Bülent Arınç’ın Twitter üzerinden paylaştığı 3 sayfalık açıklama şöyle “Sayın Cumhurbaşkanı’mızın, bugün medyada yer alan açıklamalarını okudum. Kendileriyle polemiğe girmek, tekzip etmek ve bu konuyu devam ettirmek şahsına karşı büyük bir saygısızlık olur, ki böyle bir niyetim de yoktur. Ancak, gerek özel, gerekse siyasi hayatında tek sermayesi dürüstlüğü ve güvenilirliği olan zatımı ‘dürüst olmamakla’ itham ettiği için birkaç cümle ile cevap vermek isterim.
1. CNN Türk’ teki mülakatımda Dolmabahçe görüşmesine mutabakat demedim.
2. 28 Şubat 2015 tarihinde Sayın Erdoğan Cumhurbaşkanı’ydı, aynı hükümette birlikte çalışmıyorduk ve televizyondaki açıklamamda da bu konuyu kendisiyle birebir görüşmediğimi ifade etmiştim. Kendileri Mart 2015 tarihinde bu konuyla ilgili hükümetimizi suçlamış, ben de bu mülakattaki sözlerimi o tarihlerde de ifade etmiştim.
3. Dolmabahçe görüşmesinde yer alan 3 değerli arkadaşımız Sayın Cumhurbaşkanı’nın ikaz ve itirazlarına rağmen böyle bir fotoğraf vermişlerse, bu büyük suçu işlemiş olanlar niye hükümetimizde bakan olarak taltif edilmiş olsunlar? Benim tanıyabildiğim kadarıyla Sayın Cumhurbaşkanı, temel değerlerimiz konusunda ve önemli siyasi konularda yanlış yapanları, ki ben de pek çoğuna bizzat şahitim, siyaseten affetmez, siyasi hayatlarını sonlandırırdı.”
“SAMİMİYETSİZ KİŞİLERİN TAHRİKİ İLE HAREKET ETMEYİN”
“Demek ki Sayın Cumhurbaşkanı, bu 3 arkadaşımız için, engin hoşgörüsünü ve bağışlama yetkisini kullanmış. Bu konudaki son sözüm şudur Sayın Cumhurbaşkanı’nın, Sayın Yalçın Akdoğan’nı ne kadar çok sevdiğini ve güvendiğini bildiğim için, Dolmabahçe görüşmesi ve detaylarına dair tüm bildiklerimi tarih huzurunda Sayın Yalçın Akdoğan’ nın namusuna emanet ediyorum. Sayın Cumhurbaşkan’ım, Zat-ı alinizle 30 yıllı aşkın dava arkadaşlığımız ve dostluğumuz var.
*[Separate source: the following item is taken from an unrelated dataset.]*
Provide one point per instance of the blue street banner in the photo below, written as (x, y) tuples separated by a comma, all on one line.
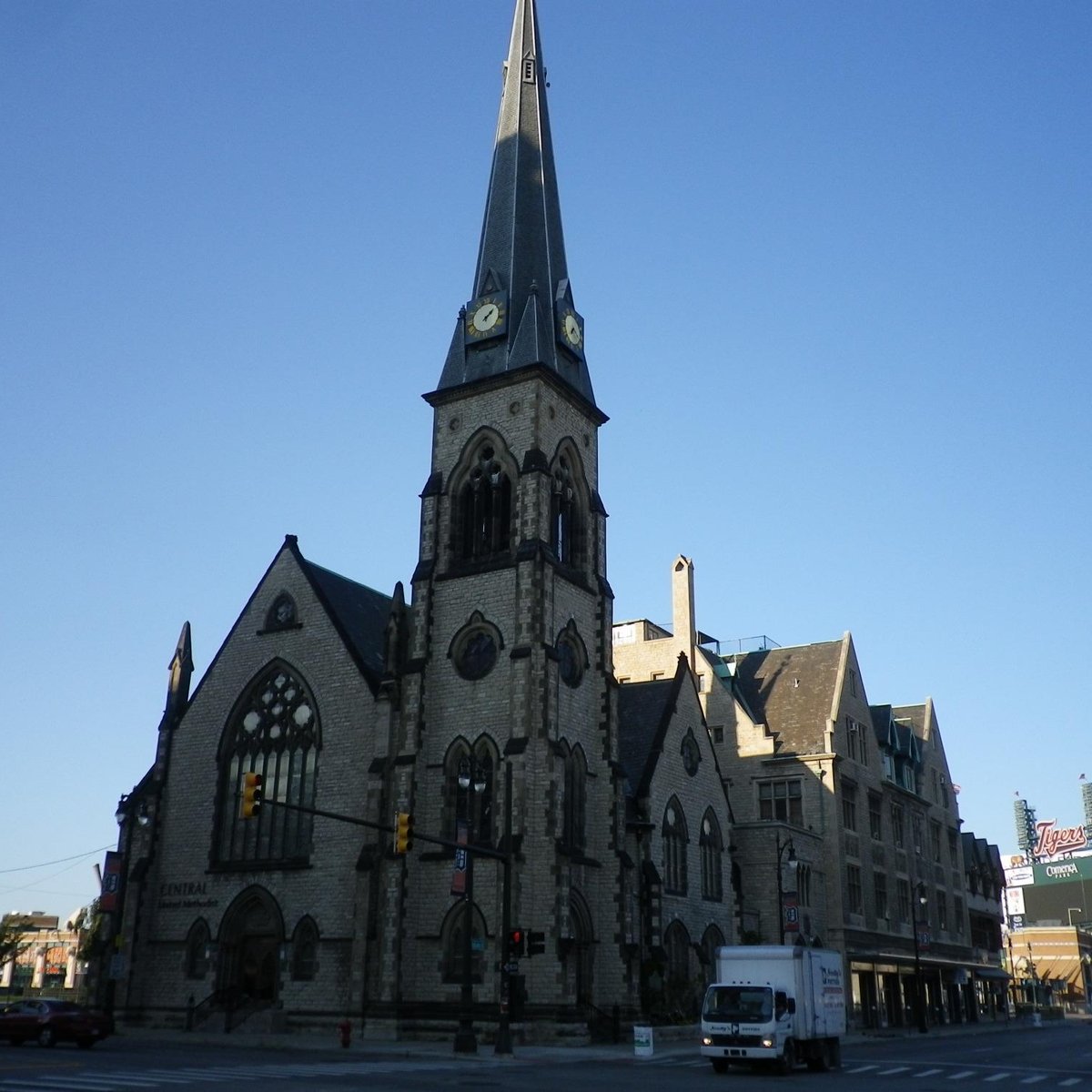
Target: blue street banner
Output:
[(459, 877)]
Sevgiyle, dayanışma ve sabırla, çile çekip, bedeller ödeyerek bugünlere geldik. Siz benim rahmetli annemin 5. oğluydunuz. Evlatlarım rahmetli Mehmet Fatih, Ayşenur ve Mücahid’in Tayyip amcasıydınız. Bütün ağabeylerim sizi benden çok daha fazla severdi. Ben, sizlerle birlikte olduğum süre içinde nefsime çok ağır gelen şeylere davam ve partim adına, zatınıza büyük bir hüsn-ü zan ve lidere itimat düsturu ile sabrettim. Sizin yükünüzü paylaşmaya, her türlü zorlukta yardımcı olmaya ve gizli açık tehlikelerden de korumaya çalıştım. Siz de lütfen bu sevgi ve dava arkadaşlığı adına, en azından geçmiş günlerin hatırına nefsinize uyarak samimiyetsiz kişilerin tahriki ile hareket etmeyin. Bu ifadelerim, kesinlikle zatımla ilgili değil, milletim adına bir ricadır.”
“SİZİN SAĞLIĞINIZA, AİLECE MUTLULUĞUNUZA DUACIYIZ”
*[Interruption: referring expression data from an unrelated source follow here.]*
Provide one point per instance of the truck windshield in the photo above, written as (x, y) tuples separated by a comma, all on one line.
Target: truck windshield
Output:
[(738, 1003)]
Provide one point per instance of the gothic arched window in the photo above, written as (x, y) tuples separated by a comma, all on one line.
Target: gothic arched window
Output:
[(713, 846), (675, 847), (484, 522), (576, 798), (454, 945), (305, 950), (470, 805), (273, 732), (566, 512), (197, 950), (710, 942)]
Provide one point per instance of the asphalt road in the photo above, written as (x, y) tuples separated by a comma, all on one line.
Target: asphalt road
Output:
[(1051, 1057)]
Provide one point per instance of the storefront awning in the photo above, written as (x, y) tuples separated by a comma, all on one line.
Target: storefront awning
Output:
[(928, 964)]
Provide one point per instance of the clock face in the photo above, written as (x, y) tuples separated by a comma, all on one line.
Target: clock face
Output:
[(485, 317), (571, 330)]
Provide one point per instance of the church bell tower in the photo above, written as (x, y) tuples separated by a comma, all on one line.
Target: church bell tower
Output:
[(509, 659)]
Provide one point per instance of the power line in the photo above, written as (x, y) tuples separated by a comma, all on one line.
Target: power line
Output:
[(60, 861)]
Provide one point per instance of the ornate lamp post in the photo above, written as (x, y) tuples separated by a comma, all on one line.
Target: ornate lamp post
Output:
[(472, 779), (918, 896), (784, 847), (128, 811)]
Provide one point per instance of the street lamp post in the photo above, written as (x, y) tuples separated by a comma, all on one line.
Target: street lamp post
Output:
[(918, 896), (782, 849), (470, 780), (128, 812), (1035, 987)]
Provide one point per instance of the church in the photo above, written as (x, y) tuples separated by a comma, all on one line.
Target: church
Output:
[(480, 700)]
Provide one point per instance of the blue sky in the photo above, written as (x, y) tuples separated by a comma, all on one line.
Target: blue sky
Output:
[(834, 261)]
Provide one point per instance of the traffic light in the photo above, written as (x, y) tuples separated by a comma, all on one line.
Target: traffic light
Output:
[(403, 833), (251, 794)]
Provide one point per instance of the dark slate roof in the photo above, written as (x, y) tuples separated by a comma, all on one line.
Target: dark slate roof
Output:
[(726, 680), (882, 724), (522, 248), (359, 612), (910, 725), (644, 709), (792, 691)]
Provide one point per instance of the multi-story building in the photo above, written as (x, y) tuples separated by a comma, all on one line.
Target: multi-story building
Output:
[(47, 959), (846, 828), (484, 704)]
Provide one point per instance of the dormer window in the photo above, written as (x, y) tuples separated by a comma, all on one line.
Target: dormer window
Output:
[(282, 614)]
“Sayın Cumburbaşkanı’ım, Sizler, her fırsatta Şeyh Edebali’nin Osman Gazi’ye vasiyetini okurken, gözyaşları döken bir arkadaşınız olarak son bir şey daha ifade etmek isterim “Ak Partiyi millet kurdu, biz de tabelasını astık” demiştiniz. Ben de milletin bir ferdi olarak partimizin sahibiyim. Mevki, makam veya şöhret için bu partiye gelmiş veya getirilmiş pek çok kişi ile umarım beni bir arada anmazsınız. Sizin sağlığınıza, ailece mutluluğunuza duacıyız. Ve ülkemiz için bugüne kadar güçlü bir lider olarak yaptığınız mükemmel hizmetler için de teşekkür ederiz. Ülkemize avdetinizde hayırlı yolculuklar diliyor size ve hanımefendiye eşimle birlikte selamlarımı iletiyorum.”